When a single-shard transaction encounters contention (keys are locked by another transaction), the optimistic execution cannot proceed. In this case, the transaction falls back to the multi-shard-like path: it allocates a TxId (deferred until this point), inserts into the tx-queue, and waits for its turn.

Scheduling failures and retries

The failure/retry scenario arises from message ordering non-determinism in multi-shard scheduling:

Coordinator C1 schedules T1 (TxId=5), C2 schedules T2 (TxId=6).
Messages arrive:
  Shard 1: T2 first, then T1   -> queue: [T1, T2] (reordered by TxId, OK if uncontended)
  Shard 2: T1 first, then T2   -> queue: [T1, T2]

If T1 and T2 contend on the same keys, the late-arriving T1 on Shard 1 cannot be safely inserted before an already-positioned T2. In that case, scheduling fails and is retried with a fresh TxId.

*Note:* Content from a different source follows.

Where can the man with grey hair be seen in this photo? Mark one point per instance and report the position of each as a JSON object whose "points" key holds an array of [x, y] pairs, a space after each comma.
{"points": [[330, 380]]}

In practice, retries are rare because most transactions touch disjoint keys.

Lock modes

A transaction's lock mode is determined by its command:

SHARED for read-only commands (GET, MGET, EXISTS, etc.)
EXCLUSIVE for write commands (SET, DEL, etc.)

Multiple SHARED locks can coexist. EXCLUSIVE locks conflict with any other lock.

Executing a Transaction

Once scheduled, a transaction never rolls back or retries. VLL guarantees forward progress: the transaction will eventually reach the head of the tx-queue on every shard, at which point it can execute.

Hop execution

For each hop, the coordinator:

Arms all active shards by setting PerShardData::is_armed = true.
Submits a PollExecution callback to each shard.
Waits on run_barrier_ (a blocking counter) until all shards complete.

On each shard, PollExecution checks whether the transaction is at the head of the tx-queue (or can run out of order). If so, it calls RunInShard(), which:

Executes the hop callback (cb_ptr_).
If this is the final hop (the coordinator set COORD_CONCLUDING):
- Releases intent locks via DbSlice::Release().
- Removes the transaction from the tx-queue.
Decrements run_barrier_ to signal completion.

Examples

MSET key1 val1 key2 val2 (keys on different shards): One scheduling hop + one execution hop. The execution callback writes each key on its respective shard in parallel.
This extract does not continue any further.